The Cold War Victims or Weapons? The story of the Assembly of Captive European Nations

Type: 
Lecture
Audience: 
CEU Community Only
Building: 
Nador u. 11
Room: 
Hanak Room
Thursday, November 4, 2010 - 5:30pm
Add to Calendar
Date: 
Thursday, November 4, 2010 - 5:30pm to 7:00pm

The wave of the East European exiles which reached the American shores after World War II posed a significant challenge to the American administration. One of the tools introduced to assist and coordinate the exile activities was the National Committee for a Free Europe. Under its aegis, an organization of the East European émigrés was created in the U.S. under a well crafted name – the Assembly of Captive European Nations. From its inception the ACEN represented: Albania, Bulgaria, Czechoslovakia, Estonia, Hungary, Latvia, Lithuania, Poland and Romania. Officially sponsored by the Free Europe this new organization repeatedly called for free elections and immediate withdrawal of the Soviet troops, which would provide for a “peaceful liberation” of Eastern Europe. ACEN addressed its appeals to the United Nations, the Council of Europe, both American and foreign governments. Although the role of the ACEN was far from decisive and its suggestions were not crucial in shaping of the American foreign policy, supported with the American taxpayers’ money this organization run a series of information campaigns directed both to the U.S. and foreign public. As such, the U.S. government found it a useful element of its anti-Communist propaganda both at home and abroad, as well as a tool to legitimize its Cold War policies. At the same time, the exiles used the opportunities provided by the American government to advance their agenda without compromising their ideological positions. Or, so they’d hoped.

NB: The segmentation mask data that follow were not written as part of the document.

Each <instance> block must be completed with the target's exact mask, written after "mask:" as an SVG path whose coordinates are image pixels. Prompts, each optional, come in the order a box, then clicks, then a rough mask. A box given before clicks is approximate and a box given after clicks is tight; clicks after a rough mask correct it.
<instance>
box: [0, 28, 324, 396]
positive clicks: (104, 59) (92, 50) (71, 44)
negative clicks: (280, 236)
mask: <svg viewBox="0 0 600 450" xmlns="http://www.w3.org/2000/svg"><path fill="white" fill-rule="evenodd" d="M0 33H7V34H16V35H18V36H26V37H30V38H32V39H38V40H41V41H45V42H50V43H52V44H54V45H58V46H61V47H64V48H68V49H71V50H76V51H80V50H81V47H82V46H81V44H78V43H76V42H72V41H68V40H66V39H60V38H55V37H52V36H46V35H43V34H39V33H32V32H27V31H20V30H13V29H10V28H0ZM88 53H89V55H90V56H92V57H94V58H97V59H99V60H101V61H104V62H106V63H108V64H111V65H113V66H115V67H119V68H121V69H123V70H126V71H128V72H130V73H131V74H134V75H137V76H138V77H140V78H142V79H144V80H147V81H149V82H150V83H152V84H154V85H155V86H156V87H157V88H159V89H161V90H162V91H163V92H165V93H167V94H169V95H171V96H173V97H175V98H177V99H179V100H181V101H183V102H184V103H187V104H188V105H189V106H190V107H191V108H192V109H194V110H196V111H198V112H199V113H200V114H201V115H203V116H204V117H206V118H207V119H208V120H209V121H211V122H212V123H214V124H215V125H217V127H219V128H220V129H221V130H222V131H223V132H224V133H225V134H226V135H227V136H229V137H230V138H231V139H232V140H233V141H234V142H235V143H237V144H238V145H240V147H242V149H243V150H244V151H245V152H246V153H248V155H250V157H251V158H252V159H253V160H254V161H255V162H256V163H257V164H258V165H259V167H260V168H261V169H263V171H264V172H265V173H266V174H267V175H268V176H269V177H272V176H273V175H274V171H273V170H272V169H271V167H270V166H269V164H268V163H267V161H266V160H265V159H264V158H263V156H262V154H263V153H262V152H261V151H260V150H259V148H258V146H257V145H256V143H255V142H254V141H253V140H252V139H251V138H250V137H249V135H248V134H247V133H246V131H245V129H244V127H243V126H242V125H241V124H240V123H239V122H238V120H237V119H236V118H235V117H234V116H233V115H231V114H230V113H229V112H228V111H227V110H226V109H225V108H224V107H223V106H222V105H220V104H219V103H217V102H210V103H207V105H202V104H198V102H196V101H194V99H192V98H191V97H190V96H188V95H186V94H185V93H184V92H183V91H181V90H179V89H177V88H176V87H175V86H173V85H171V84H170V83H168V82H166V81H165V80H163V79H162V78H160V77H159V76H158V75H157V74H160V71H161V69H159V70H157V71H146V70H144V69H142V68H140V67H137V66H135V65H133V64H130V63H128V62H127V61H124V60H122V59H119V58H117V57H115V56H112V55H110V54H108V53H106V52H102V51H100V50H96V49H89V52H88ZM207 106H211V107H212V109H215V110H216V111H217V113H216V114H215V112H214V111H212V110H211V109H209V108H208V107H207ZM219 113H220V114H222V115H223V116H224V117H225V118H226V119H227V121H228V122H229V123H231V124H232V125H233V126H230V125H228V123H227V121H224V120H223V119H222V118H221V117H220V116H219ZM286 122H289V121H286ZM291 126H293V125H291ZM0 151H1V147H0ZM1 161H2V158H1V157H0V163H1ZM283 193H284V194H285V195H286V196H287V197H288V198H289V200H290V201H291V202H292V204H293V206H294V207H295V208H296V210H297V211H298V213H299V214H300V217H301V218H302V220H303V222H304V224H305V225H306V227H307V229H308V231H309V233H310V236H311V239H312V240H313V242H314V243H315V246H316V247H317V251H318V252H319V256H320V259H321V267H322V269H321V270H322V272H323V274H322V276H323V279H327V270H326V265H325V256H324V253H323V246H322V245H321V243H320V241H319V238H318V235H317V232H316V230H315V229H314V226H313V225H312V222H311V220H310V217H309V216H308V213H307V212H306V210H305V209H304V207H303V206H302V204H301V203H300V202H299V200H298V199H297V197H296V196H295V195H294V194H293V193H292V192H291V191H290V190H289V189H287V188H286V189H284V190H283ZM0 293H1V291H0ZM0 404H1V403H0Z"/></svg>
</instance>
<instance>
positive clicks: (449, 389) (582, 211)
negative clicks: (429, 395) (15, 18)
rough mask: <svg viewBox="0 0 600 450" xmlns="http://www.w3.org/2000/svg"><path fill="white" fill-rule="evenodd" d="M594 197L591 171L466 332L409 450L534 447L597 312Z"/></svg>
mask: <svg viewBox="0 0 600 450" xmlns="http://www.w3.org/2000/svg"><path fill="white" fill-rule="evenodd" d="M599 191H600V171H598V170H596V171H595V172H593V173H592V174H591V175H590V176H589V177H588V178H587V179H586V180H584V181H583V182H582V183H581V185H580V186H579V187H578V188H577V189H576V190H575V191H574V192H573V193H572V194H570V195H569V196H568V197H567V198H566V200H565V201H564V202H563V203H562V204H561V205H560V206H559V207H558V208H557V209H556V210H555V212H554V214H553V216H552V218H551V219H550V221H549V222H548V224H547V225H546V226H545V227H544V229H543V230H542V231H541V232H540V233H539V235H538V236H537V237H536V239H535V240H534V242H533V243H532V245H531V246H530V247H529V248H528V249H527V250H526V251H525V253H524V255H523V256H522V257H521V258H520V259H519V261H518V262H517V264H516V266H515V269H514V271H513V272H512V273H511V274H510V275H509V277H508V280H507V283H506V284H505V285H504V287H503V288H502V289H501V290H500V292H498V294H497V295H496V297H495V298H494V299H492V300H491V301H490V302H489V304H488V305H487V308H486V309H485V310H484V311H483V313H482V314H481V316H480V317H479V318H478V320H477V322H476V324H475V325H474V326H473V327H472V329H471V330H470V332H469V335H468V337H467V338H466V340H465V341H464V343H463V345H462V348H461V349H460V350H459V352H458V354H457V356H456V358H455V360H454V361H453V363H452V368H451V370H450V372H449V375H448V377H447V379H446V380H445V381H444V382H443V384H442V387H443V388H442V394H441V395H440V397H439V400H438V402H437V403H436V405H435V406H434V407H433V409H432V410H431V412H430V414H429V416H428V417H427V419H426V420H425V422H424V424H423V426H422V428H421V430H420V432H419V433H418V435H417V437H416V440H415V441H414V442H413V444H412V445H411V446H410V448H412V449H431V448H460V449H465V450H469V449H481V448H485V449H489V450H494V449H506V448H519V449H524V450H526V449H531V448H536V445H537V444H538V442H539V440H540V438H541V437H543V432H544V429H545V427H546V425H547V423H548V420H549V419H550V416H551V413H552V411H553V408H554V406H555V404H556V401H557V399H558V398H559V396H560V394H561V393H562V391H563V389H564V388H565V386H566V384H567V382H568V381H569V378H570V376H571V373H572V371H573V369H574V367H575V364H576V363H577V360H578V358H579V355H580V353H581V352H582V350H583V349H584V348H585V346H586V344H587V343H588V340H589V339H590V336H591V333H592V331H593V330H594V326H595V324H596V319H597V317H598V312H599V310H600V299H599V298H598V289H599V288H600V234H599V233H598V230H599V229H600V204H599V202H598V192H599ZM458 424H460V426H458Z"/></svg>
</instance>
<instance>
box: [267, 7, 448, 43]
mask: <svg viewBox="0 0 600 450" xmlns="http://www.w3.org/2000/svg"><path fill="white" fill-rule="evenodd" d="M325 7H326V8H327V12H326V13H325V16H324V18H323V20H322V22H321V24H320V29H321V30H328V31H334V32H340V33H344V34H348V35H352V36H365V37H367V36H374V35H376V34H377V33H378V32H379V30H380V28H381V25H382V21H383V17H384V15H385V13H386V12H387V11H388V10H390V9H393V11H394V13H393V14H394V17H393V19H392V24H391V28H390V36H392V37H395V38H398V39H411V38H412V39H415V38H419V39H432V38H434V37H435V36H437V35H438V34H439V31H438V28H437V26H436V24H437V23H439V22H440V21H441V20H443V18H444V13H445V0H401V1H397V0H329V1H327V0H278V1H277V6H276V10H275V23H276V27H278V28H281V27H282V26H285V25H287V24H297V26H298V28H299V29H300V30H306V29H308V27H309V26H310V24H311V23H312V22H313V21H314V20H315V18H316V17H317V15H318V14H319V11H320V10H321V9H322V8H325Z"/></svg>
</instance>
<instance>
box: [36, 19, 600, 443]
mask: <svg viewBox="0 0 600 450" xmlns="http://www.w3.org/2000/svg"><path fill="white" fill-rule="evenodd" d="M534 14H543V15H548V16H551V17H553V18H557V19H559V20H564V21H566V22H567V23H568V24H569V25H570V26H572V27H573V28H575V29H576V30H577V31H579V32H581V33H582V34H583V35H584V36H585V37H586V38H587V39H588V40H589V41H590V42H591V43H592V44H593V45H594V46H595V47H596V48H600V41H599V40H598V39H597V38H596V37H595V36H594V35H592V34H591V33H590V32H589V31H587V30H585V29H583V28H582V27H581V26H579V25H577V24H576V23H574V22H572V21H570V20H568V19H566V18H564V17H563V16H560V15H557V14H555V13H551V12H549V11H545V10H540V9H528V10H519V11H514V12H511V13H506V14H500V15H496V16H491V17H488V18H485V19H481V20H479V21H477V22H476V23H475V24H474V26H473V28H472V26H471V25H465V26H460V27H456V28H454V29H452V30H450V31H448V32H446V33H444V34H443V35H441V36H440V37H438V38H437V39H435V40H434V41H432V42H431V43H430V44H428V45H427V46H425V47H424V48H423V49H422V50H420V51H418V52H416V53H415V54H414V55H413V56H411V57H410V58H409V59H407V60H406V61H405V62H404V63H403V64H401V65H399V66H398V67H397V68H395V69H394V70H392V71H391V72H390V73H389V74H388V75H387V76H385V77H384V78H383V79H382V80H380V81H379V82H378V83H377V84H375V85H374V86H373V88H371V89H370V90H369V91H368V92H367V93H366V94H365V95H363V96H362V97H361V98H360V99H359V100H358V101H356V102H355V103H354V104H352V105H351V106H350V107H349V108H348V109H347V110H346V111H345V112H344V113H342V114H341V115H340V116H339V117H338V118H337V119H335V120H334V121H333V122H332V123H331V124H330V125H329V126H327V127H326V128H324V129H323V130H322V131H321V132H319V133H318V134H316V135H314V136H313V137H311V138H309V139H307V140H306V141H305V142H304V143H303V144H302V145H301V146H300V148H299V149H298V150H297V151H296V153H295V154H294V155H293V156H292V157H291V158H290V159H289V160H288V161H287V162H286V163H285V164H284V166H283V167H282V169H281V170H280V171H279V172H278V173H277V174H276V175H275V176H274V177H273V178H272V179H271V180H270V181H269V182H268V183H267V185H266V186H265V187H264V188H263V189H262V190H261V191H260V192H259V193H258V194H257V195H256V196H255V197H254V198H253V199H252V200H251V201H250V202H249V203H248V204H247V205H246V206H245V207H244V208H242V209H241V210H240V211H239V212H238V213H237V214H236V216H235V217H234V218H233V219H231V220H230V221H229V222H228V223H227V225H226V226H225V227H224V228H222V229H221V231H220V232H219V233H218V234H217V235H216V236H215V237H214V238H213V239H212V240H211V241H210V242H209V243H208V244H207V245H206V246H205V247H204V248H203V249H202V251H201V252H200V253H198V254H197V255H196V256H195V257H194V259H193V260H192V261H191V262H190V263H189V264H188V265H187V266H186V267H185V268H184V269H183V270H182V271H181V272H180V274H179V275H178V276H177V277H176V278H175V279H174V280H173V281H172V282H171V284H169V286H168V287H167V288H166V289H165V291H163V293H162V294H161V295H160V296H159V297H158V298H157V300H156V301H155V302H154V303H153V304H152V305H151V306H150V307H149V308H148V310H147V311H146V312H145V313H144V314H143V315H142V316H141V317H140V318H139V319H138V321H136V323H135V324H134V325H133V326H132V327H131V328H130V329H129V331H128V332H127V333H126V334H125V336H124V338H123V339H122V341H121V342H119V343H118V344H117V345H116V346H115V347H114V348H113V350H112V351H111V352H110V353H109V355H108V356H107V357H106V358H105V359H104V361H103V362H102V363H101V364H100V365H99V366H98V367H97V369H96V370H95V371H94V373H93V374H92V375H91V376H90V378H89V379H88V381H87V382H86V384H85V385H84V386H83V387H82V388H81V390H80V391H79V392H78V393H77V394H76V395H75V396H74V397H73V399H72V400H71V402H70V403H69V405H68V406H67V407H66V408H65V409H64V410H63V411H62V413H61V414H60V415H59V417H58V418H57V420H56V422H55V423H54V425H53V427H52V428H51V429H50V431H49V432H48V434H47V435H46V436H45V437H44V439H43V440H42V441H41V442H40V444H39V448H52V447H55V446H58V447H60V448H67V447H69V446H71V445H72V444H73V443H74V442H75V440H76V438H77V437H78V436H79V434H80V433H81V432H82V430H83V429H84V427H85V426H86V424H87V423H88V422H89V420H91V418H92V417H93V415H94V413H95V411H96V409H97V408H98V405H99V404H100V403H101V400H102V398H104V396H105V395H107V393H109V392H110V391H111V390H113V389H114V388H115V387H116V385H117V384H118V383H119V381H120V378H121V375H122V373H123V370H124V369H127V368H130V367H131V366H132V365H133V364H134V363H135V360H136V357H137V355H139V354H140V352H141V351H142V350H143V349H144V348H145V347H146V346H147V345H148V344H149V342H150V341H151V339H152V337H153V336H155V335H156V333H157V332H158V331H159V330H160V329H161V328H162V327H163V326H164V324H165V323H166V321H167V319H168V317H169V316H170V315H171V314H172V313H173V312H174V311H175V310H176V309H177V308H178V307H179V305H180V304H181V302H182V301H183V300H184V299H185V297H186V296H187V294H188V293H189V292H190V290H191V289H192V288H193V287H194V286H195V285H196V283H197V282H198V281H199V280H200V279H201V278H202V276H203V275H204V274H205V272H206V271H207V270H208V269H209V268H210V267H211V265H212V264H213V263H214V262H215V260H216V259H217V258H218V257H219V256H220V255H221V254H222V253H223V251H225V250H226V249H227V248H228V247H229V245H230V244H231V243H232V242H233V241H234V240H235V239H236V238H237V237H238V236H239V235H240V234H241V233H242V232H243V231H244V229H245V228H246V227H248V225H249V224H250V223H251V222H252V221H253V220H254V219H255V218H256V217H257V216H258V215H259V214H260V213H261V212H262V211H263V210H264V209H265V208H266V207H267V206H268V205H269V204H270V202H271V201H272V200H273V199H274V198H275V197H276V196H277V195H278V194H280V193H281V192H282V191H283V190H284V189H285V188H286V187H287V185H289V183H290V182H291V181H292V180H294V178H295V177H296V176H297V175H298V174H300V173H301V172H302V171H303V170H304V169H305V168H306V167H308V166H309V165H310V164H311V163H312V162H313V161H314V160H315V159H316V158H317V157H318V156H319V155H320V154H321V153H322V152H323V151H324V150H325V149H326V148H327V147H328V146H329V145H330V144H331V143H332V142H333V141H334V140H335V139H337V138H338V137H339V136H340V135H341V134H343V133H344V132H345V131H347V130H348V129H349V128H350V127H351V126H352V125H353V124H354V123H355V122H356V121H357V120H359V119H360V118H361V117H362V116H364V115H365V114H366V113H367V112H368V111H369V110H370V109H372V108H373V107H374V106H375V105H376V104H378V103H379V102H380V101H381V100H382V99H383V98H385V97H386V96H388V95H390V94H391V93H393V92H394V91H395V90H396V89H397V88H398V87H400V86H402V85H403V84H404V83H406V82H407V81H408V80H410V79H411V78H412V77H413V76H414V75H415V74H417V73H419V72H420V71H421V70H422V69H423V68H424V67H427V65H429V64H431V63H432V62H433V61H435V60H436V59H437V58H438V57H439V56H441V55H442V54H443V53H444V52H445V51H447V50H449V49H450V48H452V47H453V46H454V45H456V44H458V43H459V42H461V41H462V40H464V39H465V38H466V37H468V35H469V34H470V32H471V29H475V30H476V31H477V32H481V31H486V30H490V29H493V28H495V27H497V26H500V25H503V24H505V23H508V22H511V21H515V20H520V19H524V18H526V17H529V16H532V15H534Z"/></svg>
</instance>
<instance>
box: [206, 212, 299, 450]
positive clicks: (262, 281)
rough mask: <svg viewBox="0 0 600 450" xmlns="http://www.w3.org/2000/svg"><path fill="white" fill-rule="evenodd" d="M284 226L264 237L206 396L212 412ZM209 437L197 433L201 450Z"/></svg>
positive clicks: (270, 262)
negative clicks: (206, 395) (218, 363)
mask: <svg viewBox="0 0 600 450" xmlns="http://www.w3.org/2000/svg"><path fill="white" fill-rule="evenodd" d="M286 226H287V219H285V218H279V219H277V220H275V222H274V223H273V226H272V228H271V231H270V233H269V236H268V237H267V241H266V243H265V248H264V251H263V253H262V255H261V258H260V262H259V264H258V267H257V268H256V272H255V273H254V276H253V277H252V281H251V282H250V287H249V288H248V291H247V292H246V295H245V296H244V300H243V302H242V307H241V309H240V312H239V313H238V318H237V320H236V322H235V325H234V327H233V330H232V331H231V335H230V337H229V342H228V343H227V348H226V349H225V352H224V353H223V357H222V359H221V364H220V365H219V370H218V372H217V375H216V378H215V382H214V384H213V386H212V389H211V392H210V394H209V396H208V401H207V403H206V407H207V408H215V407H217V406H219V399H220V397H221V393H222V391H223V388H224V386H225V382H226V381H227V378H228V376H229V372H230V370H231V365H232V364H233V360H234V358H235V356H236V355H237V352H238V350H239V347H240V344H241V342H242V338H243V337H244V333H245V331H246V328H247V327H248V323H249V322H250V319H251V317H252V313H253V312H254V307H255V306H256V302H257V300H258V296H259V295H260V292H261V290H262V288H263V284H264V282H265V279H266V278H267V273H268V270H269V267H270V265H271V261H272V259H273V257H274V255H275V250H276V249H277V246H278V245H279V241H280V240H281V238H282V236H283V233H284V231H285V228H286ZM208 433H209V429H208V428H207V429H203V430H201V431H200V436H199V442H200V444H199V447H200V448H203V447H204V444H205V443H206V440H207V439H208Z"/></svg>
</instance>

Dr. Anna Mazurkiewicz is a visiting Visegrad Fund Fellow at the Open Society Archives. She has already published two books on the U.S. response to the elections in Poland in 1947 and 1989; “Dyplomacja Stanów Zjednoczonych wobec wyborów w Polsce w latach 1947 i 1989” (Warsaw: Neriton, 2007) and “Prasa amerykanska wobec yborów w Polsce w latach 1947 i 1989” (Gdansk: University Press, 2009). Preliminary findings of her current research are already available in two Western language publications: Assembly of the Captive European Nations: “The Voice of the Silenced Peoples” [in:] Anti-Communist Minorities: The Political Activism of Ethnic Refugees in the United States, ed. by Ieva Zake, (Palgrave Macmillan 2009); Die „Stimme Freies Polen“ aus München. Radio Free Europe, die Amerikanische Deutchlandpolitik und die deutschpolnischen Beziehungen [in:] „Inter Finitimos. Jahrbuch zur deutsch-polnischen Beziehungsgaschichte”, Vol.6, Berlin 2008, s.146-170. A monograph on the ACEN in English is scheduled for 2012.